In this lab, you will use Spark Streaming to analyze Twitter statuses for civil unrest and map them by the place they are coming from. This lab is based on Will Farmer's work, "Twitter Civil Unrest Analysis with Apache Spark". It is a simplified version that doesn't have as many external dependencies.
NOTE: If you are running this lab on your system (and not the instructor-provided appliance), you will need to install a couple of Python modules in case you don't have them already. Run the following commands from a terminal window:
sudo easy_install requests
sudo easy_install requests_oauthlib
Making requests to the Twitter Streaming API requires credentials. You will need a Twitter account, and you will need to create a Twitter application and connect it to your account. That's all a lot simpler than it sounds!
First, navigate to the Twitter Application Management page. Sign in if necessary.

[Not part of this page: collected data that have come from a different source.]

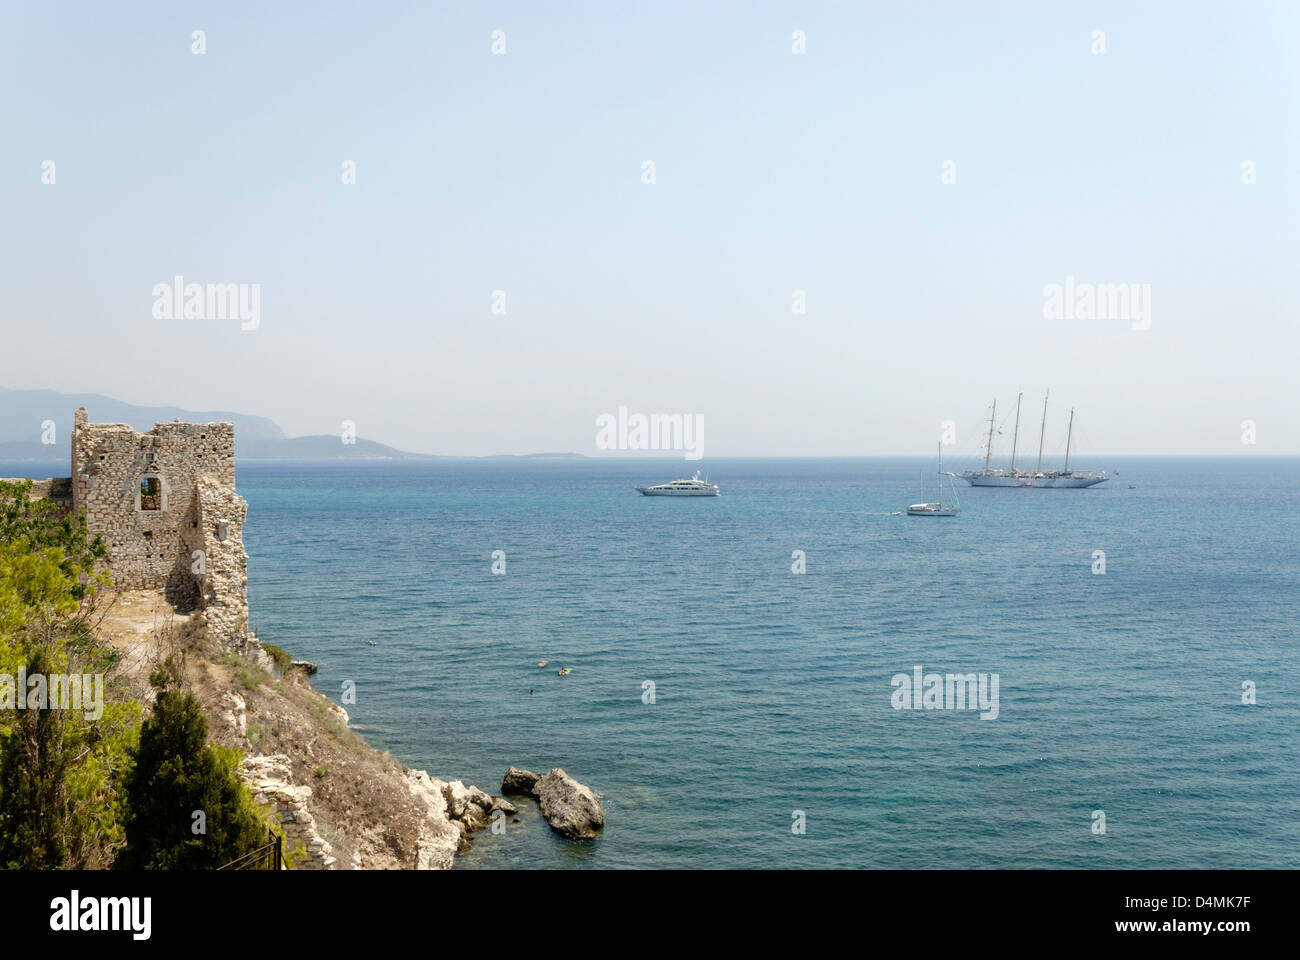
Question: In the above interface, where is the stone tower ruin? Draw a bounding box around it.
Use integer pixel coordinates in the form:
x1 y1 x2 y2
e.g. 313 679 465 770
69 406 251 648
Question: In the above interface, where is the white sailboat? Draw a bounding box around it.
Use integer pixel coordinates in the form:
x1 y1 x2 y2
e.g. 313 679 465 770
908 444 960 516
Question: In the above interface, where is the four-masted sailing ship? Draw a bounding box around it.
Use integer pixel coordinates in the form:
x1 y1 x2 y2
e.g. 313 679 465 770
952 392 1108 488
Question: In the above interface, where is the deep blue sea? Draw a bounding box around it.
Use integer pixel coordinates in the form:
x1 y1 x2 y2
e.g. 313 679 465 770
8 456 1298 869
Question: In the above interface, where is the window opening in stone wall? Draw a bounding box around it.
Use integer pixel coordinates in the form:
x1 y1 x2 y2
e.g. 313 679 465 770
140 477 162 511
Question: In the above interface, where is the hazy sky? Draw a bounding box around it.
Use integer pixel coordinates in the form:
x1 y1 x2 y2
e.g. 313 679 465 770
2 1 1296 458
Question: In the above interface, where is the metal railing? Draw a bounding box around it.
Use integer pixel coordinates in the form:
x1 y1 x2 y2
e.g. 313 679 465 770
217 830 283 870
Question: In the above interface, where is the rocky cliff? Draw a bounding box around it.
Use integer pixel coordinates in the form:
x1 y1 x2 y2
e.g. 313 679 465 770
100 590 505 869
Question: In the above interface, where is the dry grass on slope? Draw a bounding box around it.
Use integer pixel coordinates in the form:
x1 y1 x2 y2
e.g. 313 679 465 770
100 590 438 869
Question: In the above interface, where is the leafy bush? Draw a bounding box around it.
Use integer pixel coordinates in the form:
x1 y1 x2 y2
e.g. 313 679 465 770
0 482 136 868
118 689 266 869
260 642 291 673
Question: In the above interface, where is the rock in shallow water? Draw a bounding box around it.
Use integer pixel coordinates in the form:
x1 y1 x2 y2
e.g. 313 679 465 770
534 768 605 839
501 766 542 795
442 779 475 819
460 802 490 831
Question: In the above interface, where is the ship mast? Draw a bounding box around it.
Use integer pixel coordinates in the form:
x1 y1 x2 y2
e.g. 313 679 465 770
1064 408 1074 472
983 399 997 473
1009 391 1022 471
1035 390 1049 473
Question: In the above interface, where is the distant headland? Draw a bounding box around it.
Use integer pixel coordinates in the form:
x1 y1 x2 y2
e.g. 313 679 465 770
0 388 585 462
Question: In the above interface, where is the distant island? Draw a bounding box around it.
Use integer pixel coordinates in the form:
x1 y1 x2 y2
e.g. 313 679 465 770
0 387 585 462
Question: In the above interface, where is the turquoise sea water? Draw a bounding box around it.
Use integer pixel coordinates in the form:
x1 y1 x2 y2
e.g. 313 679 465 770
8 456 1297 869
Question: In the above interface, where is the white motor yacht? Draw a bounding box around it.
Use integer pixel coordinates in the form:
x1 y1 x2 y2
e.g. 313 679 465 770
635 470 719 496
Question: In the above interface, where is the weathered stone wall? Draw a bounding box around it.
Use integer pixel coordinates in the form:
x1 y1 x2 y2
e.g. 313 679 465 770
193 476 250 646
0 477 74 505
241 753 339 870
69 406 250 647
0 477 73 523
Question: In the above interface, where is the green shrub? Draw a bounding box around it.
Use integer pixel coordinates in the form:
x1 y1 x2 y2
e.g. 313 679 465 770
118 689 266 869
0 483 136 869
260 643 292 673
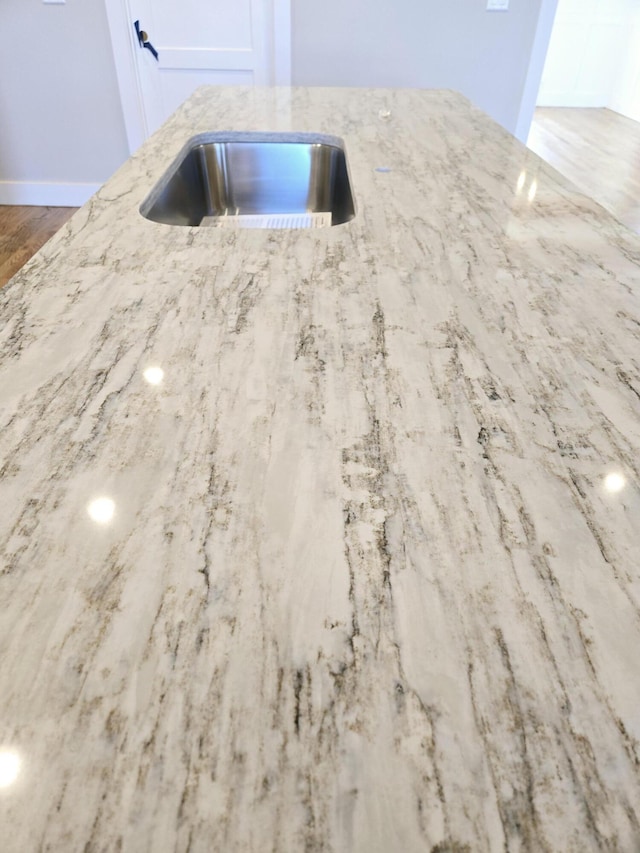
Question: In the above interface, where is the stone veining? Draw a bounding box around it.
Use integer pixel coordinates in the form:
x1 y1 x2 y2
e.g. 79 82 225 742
0 87 639 851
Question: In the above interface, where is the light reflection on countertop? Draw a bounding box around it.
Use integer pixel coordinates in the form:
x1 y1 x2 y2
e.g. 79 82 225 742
87 497 116 524
514 168 538 203
143 366 164 386
603 471 627 494
0 750 21 790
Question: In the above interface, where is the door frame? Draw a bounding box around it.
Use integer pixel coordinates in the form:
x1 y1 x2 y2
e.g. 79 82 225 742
104 0 292 153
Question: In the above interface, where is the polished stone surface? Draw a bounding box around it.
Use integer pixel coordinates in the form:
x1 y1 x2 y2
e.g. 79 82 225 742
1 87 640 851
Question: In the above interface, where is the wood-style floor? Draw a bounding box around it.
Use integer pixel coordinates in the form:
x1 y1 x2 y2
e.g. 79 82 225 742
0 206 77 288
528 107 640 235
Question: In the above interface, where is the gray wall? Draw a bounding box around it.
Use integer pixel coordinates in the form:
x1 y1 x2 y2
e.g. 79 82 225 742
0 0 551 194
292 0 547 137
0 0 129 186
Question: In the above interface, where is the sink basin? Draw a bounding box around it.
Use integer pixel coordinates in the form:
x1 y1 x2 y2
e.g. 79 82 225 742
140 132 356 228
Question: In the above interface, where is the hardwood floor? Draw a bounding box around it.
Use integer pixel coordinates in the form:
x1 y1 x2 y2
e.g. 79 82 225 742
528 107 640 235
0 205 77 288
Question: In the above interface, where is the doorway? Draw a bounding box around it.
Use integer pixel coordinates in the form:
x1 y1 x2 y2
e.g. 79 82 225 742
535 0 640 119
527 0 640 233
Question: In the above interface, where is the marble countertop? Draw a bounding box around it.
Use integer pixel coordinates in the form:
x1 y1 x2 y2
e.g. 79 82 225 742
1 87 640 851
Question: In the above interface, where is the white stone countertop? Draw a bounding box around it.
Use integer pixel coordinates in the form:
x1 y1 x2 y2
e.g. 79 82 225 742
1 87 640 851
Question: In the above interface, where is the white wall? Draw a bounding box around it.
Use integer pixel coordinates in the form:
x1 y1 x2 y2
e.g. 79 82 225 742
292 0 552 140
610 8 640 121
0 0 129 206
537 0 640 115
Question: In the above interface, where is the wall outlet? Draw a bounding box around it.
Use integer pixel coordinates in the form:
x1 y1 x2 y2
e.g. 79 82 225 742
487 0 509 9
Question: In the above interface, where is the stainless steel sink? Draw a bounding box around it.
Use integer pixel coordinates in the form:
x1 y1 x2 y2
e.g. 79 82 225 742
140 132 356 228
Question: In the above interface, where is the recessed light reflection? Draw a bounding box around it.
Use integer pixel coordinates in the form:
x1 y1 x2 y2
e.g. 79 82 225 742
516 171 526 193
87 497 115 524
0 750 21 789
528 179 538 203
604 472 626 494
143 366 164 386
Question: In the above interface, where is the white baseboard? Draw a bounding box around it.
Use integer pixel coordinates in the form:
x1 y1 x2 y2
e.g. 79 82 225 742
0 181 101 206
537 93 610 109
609 102 640 123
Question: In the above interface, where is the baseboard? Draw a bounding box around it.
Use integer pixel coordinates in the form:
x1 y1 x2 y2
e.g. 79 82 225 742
608 103 640 124
537 94 609 109
0 181 101 207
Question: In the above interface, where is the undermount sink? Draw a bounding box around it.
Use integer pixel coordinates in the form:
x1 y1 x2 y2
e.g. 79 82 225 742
140 132 356 228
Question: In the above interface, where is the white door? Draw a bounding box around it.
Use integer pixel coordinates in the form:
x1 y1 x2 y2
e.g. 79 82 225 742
105 0 291 151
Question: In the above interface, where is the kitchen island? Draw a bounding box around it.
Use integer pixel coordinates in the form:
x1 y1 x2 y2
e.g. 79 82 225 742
1 87 639 851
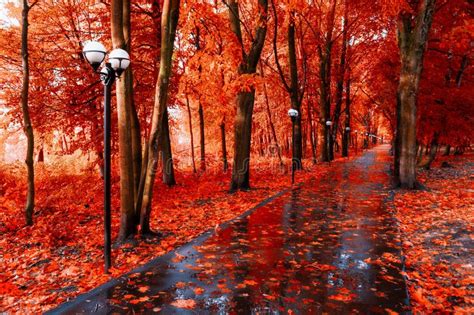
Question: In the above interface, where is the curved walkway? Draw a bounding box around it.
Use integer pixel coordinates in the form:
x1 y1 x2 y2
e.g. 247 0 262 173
48 145 409 314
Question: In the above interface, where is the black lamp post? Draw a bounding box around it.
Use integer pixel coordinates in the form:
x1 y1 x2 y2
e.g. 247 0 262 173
288 108 299 185
82 41 130 273
344 126 350 157
326 120 332 161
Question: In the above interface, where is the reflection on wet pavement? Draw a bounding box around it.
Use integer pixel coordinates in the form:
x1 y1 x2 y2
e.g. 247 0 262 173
49 145 409 314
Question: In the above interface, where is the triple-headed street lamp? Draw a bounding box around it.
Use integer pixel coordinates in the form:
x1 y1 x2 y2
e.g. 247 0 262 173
82 41 131 273
288 109 299 185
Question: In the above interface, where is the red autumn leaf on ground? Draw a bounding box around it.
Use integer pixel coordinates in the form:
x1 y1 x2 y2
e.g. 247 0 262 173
170 299 197 310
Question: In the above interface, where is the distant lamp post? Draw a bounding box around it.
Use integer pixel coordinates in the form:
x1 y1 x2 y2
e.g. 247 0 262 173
325 121 332 161
82 41 130 273
288 109 299 185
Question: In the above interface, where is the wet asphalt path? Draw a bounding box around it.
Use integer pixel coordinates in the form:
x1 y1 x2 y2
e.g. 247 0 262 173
48 145 409 314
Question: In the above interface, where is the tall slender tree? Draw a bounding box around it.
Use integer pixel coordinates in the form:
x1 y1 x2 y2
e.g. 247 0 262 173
271 1 305 170
317 0 337 162
139 0 180 235
331 0 349 159
228 0 269 191
20 0 38 226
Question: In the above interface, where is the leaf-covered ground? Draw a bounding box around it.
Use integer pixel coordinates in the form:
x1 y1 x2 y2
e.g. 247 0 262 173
394 153 474 313
1 150 473 313
0 157 331 313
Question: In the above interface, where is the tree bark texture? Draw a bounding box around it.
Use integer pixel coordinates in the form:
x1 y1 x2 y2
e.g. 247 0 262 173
111 0 137 241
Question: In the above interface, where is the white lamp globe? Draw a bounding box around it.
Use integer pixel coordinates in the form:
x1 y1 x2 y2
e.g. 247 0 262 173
83 41 106 70
288 108 299 118
326 121 332 126
345 127 351 131
109 49 130 75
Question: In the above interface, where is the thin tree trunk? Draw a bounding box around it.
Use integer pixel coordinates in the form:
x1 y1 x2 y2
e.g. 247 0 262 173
318 49 331 162
21 0 35 226
332 0 348 159
455 54 468 88
271 3 302 169
198 103 205 171
421 133 438 170
307 95 317 164
160 108 175 185
342 76 351 157
416 144 423 165
185 94 196 173
112 0 136 241
444 145 450 156
139 0 180 235
259 133 265 156
37 145 44 163
260 62 284 167
220 119 228 172
288 16 303 169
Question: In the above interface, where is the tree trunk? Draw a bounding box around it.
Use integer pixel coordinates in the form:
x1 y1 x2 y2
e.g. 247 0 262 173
228 0 268 191
416 144 423 165
421 133 438 170
443 145 450 156
37 145 44 163
160 108 175 185
139 0 180 235
332 0 348 159
307 96 317 164
318 0 336 162
396 0 436 189
220 119 228 172
21 0 35 226
260 62 284 167
288 17 302 170
198 103 205 171
231 91 256 190
111 0 137 241
185 94 196 173
123 0 142 207
318 50 331 162
271 4 302 169
342 77 351 157
258 133 265 156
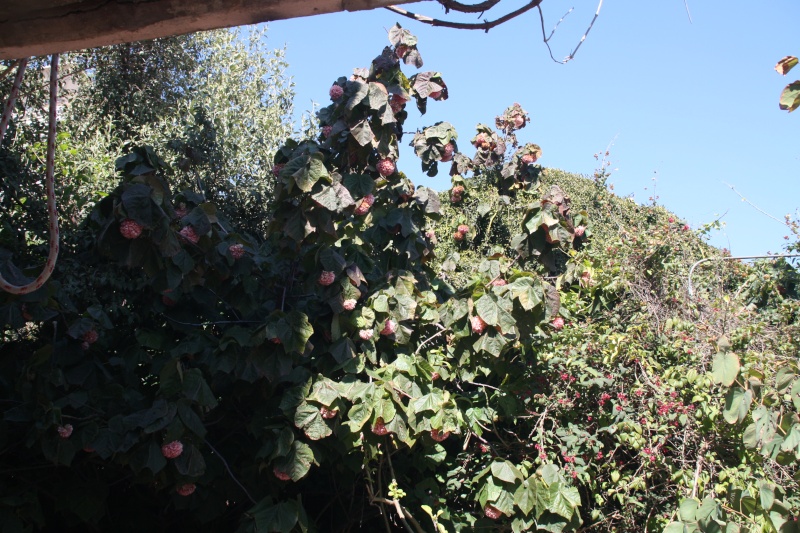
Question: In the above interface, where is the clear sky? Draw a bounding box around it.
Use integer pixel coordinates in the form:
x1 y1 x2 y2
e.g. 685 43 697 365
264 1 799 257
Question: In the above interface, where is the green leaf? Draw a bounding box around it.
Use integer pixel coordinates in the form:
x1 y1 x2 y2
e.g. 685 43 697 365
546 482 579 519
121 183 156 225
696 497 718 521
475 292 516 333
722 387 751 424
285 311 314 355
413 392 444 413
177 401 207 438
174 443 206 477
330 338 356 364
473 331 508 357
350 119 374 146
780 424 800 452
294 401 332 441
508 277 543 311
779 80 800 112
345 80 369 111
243 498 301 533
372 294 389 313
679 498 699 521
346 402 373 431
130 440 167 474
663 523 686 533
282 441 315 481
308 378 340 406
311 182 355 212
712 352 740 386
775 366 796 392
367 82 389 111
58 482 108 525
791 379 800 410
393 294 417 322
183 369 218 408
759 484 775 511
514 480 535 516
491 460 523 483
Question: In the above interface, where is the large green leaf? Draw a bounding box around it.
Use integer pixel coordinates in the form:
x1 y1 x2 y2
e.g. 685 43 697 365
294 401 332 441
349 119 374 146
475 292 516 333
130 440 167 474
491 460 523 483
546 482 580 520
183 369 218 408
663 523 686 533
508 277 543 311
308 378 340 406
283 441 315 482
241 498 303 533
311 182 355 212
514 480 535 516
711 352 740 386
722 386 751 424
679 498 699 521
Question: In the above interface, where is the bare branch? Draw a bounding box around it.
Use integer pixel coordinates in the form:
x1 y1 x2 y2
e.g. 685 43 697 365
539 6 573 64
414 323 448 355
437 0 502 14
566 0 604 62
538 0 604 64
386 1 544 32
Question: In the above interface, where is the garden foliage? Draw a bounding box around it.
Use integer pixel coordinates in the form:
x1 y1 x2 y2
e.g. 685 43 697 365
0 26 799 533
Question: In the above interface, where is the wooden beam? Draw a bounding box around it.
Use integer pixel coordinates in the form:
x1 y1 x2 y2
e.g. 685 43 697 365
0 0 422 60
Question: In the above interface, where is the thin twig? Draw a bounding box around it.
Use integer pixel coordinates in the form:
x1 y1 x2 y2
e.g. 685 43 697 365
468 381 502 392
0 60 20 84
386 1 544 32
414 323 448 355
364 466 392 533
204 439 257 504
384 446 424 533
539 6 574 63
724 182 791 227
689 440 706 499
164 316 261 327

If you do not have a Twitter account, this is the opportunity to create one.
Next, create a new app. You will be prompted for a name, a description, and a website. Fill in anything you want (the name must be unique, though), accept the developer agreement, and continue.
Switch to the Keys and Access Tokens tab on your new application's page. Copy the Consumer Key and Consumer Secret to a separate text file (in this order). Next, click Create my access token to authorize the application to access your own account. Copy the Access Token and Access Token Secret to the same text file (again, in this order). These four credentials are necessary for making requests to the Twitter Streaming API.
Open the analysis.py
file from the ~/data
folder in a text editor. This is a Spark Streaming application that connects to the Twitter Streaming API and produces a stream of (up to 50) tweets from England every 60 seconds. These tweets are then analyzed for suspicious words like "riot" and "http", and grouped by the location they are coming from.
Inspect the source code for the application -- make sure you understand what the various functions do, and how data flows through the application. Most importantly, here is the key analysis piece:
stream.map(lambda line: ast.literal_eval(line)) \
.filter(filter_posts) \
.map(lambda data: (data[1]['name'], 1)) \
.reduceByKey(lambda a, b: a + b) \
.pprint()
To make this program work with your credentials, insert the four values you copied in the previous task in the appropriate locations in the source code:
auth = requests_oauthlib.OAuth1('API KEY', 'API SECRET',
'ACCESS TOKEN', 'ACCESS TOKEN SECRET')
You're now ready to run the program and look for civil unrest! From a terminal window, navigate to the Spark installation directory (~/spark
on the appliance) and run:
bin/spark-submit ~/data/analysis.py
You should see the obtained statistics printed every 60 seconds. If you aren't getting enough results, modify the keywords the program is looking for, or modify the bounding box to a larger area.
If anything goes wrong, you should see the Twitter HTTP response details amidst the Spark log stream. For example:
https://stream.twitter.com/1.1/statuses/filter.json?language=en&locations=-0.489,51.28,0.236,51.686 <Response [420]>
Exceeded connection limit for user
By the way, while we're at it, it's a good idea to learn how to configure the Spark driver's default log level. Navigate to the ~/spark/conf
directory in a terminal window, and inspect the log4j.properties.template
file. Copy it to a file called log4j.properties
(this is the one Spark actually reads), and in a text editor modify the following line to read "WARN" instead of "INFO":
log4j.rootCategory=INFO, console
Subsequent launches of pyspark
, spark-submit
, etc. will use the new log configuration, and print out only messages that have log level WARN or higher.
Spark Streaming is not a real-time data processing engine -- it still relies on micro-batches of elements, grouped into RDDs. Is this a serious limitation for our scenario? What are some scenarios in which it can be a serious limitation?
Bonus reading: the Apache Flink project is an alternative data processing framework that is real-time-first, batch-second. It can be a better fit in some scenarios that require real-time processing with no batching at all.